AXREM members provide high‑quality, regulated and clinically robust reporting services delivered by appropriately qualified, GMC‑registered radiologists working to the same professional standards expected within NHS radiology departments. Importantly, the vast majority of radiologists undertaking outsourced reporting are the very same clinicians who also work within NHS hospitals, in fact some teleradiology companies exclusively work with UK based radiologists working with the NHS. Teleradiology does not draw staff away from the NHS; it enables NHS radiologists to contribute additional reporting capacity, often outside core hours, helping to keep services safe and timely. These services are subject to stringent governance, audit and quality assurance processes and they operate to the same professional standards expected within NHS radiology departments. Far from compromising quality, teleradiology companies help maintain it by ensuring that patients receive timely, accurate reports when NHS teams are under immense pressure.
It is also important to recognise that the value of teleradiology is not limited to additional reporting capacity. One of its greatest clinical advantages is the ability to allocate each scan to the subspecialist best qualified to interpret that specific examination, regardless of geography. Modern imaging is increasingly subspecialised and no individual NHS trust can realistically maintain comprehensive in‑house expertise across every discipline, every hour of the week, whether musculoskeletal oncology, neuroradiology, cardiac CT, paediatric imaging or complex emergency reporting. This subspecialist matching matters not only for speed but for diagnostic accuracy and pathway efficiency. A subtle lesion that may be missed in a general reporting environment but recognised by an appropriate subspecialist can prevent months of repeat appointments, additional imaging, prolonged symptoms and delayed treatment. In such cases, the most expensive scan is often the one that was not interpreted correctly the first time. As such, the relevant quality question is not whether a report was produced inside or outside an NHS hospital, but whether it was produced by the clinician with the right expertise for that examination.

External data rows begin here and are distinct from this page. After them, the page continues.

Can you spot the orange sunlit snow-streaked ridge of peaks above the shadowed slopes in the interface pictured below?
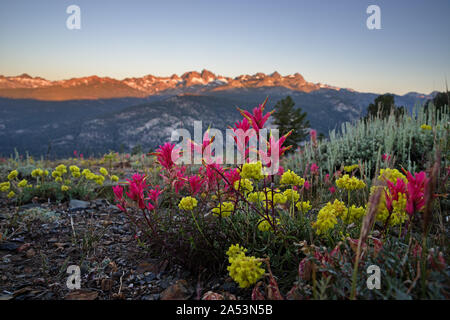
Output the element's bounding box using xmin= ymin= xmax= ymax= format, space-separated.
xmin=0 ymin=70 xmax=356 ymax=101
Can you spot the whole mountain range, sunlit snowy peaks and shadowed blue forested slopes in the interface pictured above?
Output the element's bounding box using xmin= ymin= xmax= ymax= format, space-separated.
xmin=0 ymin=70 xmax=435 ymax=157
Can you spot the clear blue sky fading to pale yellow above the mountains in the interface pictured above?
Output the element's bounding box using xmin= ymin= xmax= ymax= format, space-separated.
xmin=0 ymin=0 xmax=450 ymax=94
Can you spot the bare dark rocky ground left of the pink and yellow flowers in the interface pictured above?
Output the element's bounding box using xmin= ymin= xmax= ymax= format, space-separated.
xmin=0 ymin=200 xmax=241 ymax=300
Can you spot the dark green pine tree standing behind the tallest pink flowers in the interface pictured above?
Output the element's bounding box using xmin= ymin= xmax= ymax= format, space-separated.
xmin=272 ymin=96 xmax=309 ymax=150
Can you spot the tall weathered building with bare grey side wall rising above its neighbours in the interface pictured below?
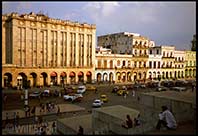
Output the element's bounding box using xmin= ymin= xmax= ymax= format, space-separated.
xmin=97 ymin=32 xmax=155 ymax=82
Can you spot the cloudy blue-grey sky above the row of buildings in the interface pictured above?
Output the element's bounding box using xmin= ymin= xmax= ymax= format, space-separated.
xmin=2 ymin=1 xmax=196 ymax=50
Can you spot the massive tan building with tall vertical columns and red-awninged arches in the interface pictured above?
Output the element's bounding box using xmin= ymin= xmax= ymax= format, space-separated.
xmin=2 ymin=13 xmax=96 ymax=87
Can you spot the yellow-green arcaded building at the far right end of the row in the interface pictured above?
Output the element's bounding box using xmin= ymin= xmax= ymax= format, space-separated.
xmin=185 ymin=51 xmax=196 ymax=79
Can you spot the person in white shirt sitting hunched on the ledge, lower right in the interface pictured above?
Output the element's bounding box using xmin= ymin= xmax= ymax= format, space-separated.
xmin=156 ymin=106 xmax=177 ymax=130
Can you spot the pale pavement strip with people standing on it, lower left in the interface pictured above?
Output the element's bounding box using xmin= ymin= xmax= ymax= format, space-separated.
xmin=2 ymin=104 xmax=85 ymax=120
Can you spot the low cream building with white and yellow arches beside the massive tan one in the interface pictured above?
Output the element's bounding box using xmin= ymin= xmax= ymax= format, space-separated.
xmin=95 ymin=47 xmax=133 ymax=83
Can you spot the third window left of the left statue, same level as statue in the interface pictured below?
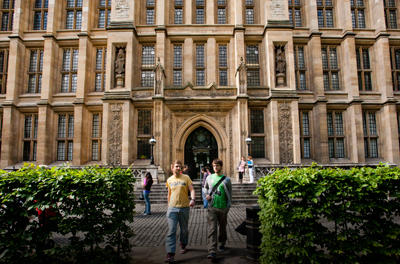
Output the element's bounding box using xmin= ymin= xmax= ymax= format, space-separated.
xmin=28 ymin=49 xmax=43 ymax=93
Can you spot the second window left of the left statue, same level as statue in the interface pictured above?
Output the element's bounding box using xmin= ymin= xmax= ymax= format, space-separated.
xmin=61 ymin=48 xmax=78 ymax=93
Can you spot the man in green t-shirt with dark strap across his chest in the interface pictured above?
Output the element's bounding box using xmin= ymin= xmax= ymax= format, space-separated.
xmin=205 ymin=159 xmax=232 ymax=261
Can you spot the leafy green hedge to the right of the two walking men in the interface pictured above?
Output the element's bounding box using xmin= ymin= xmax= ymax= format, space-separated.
xmin=256 ymin=165 xmax=400 ymax=263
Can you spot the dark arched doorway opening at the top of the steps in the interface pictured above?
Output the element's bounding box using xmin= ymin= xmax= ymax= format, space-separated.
xmin=184 ymin=126 xmax=218 ymax=179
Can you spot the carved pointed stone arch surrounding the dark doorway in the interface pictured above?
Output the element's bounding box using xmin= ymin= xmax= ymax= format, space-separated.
xmin=173 ymin=115 xmax=228 ymax=162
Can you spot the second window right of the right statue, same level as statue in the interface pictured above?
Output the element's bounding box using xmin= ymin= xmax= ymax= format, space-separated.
xmin=321 ymin=46 xmax=340 ymax=91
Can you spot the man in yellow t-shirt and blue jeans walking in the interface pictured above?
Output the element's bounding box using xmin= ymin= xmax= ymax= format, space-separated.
xmin=165 ymin=160 xmax=196 ymax=263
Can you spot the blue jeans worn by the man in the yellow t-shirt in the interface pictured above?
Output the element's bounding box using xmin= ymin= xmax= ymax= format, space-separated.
xmin=165 ymin=207 xmax=189 ymax=253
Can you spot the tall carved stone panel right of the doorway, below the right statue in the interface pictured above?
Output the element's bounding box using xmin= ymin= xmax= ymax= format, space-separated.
xmin=278 ymin=102 xmax=293 ymax=164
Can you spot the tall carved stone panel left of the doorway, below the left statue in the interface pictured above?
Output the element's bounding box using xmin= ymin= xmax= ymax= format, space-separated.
xmin=108 ymin=104 xmax=122 ymax=166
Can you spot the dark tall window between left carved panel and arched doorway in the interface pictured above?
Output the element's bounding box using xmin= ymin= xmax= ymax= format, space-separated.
xmin=136 ymin=108 xmax=153 ymax=159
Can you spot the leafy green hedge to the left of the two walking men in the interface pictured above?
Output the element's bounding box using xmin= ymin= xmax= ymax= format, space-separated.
xmin=0 ymin=165 xmax=135 ymax=263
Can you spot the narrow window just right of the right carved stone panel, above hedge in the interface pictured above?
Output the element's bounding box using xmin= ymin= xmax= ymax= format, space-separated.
xmin=299 ymin=109 xmax=313 ymax=159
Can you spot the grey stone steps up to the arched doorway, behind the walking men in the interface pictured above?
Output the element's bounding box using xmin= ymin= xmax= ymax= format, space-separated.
xmin=135 ymin=181 xmax=257 ymax=205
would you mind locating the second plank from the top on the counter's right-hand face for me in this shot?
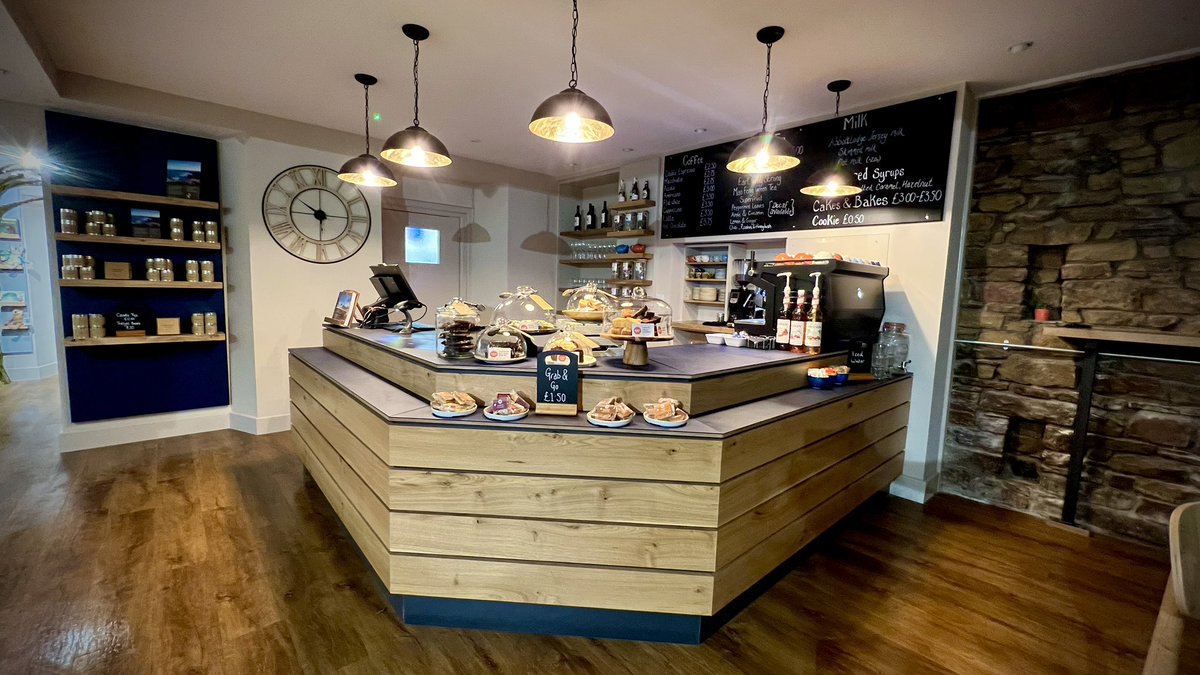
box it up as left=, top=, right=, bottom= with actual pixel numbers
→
left=720, top=404, right=908, bottom=524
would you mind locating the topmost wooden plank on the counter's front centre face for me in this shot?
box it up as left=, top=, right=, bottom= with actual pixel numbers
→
left=390, top=426, right=721, bottom=483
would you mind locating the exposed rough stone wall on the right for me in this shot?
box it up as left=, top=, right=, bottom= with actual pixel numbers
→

Teleradiology is already proving its value at national scale. It underpins the NHS England Targeted Lung Health Check (TLHC) programme, which has now diagnosed more than 10,000 lung cancers, over 70% at an early and highly treatable stage. This programme simply could not have been delivered at pace or scale without teleradiology. The subspecialist reporting provided by teleradiology services is widely regarded as offering quality, sustainability and turnaround times that exceed what is achievable through traditional in‑house models alone. In addition, many teleradiology providers operate rigorous quality assurance frameworks, including systematic double‑reading, which are not routinely embedded across NHS radiology departments. These enhanced governance processes further strengthen diagnostic accuracy and patient safety, demonstrating that teleradiology is not only a capacity solution but a quality‑driven one.
While AXREM fully supports the RCR’s call for long‑term investment in radiology training and workforce expansion, it is important to recognise that training new radiologists takes many years. Patients need timely diagnoses today. Until the workforce gap is resolved, teleradiology provides essential capacity that helps the NHS manage backlogs, deliver seven‑day services and maintain safe turnaround times for critical imaging. Even then, teleradiology will always have a place in the NHS as long as patients and referring clinicians need access prompt and high-quality diagnoses.
Although outsourcing demand reflects the significant and well-recognised pressures within the system, it should not be characterised as a failure of it. Instead, it is a necessary and effective response to current pressures, one that ensures patients are not left waiting for the diagnoses that underpin their care. AXREM members work collaboratively with NHS trusts, providing flexible, scalable support that protects patient safety and upholds diagnostic standards.”
The priority for all of us: NHS leaders, government, professional bodies and industry, must be ensuring that patients receive the best possible care. Teleradiology plays a vital role in achieving that and AXREM will continue to champion high‑quality, patient‑centred diagnostic services across the UK.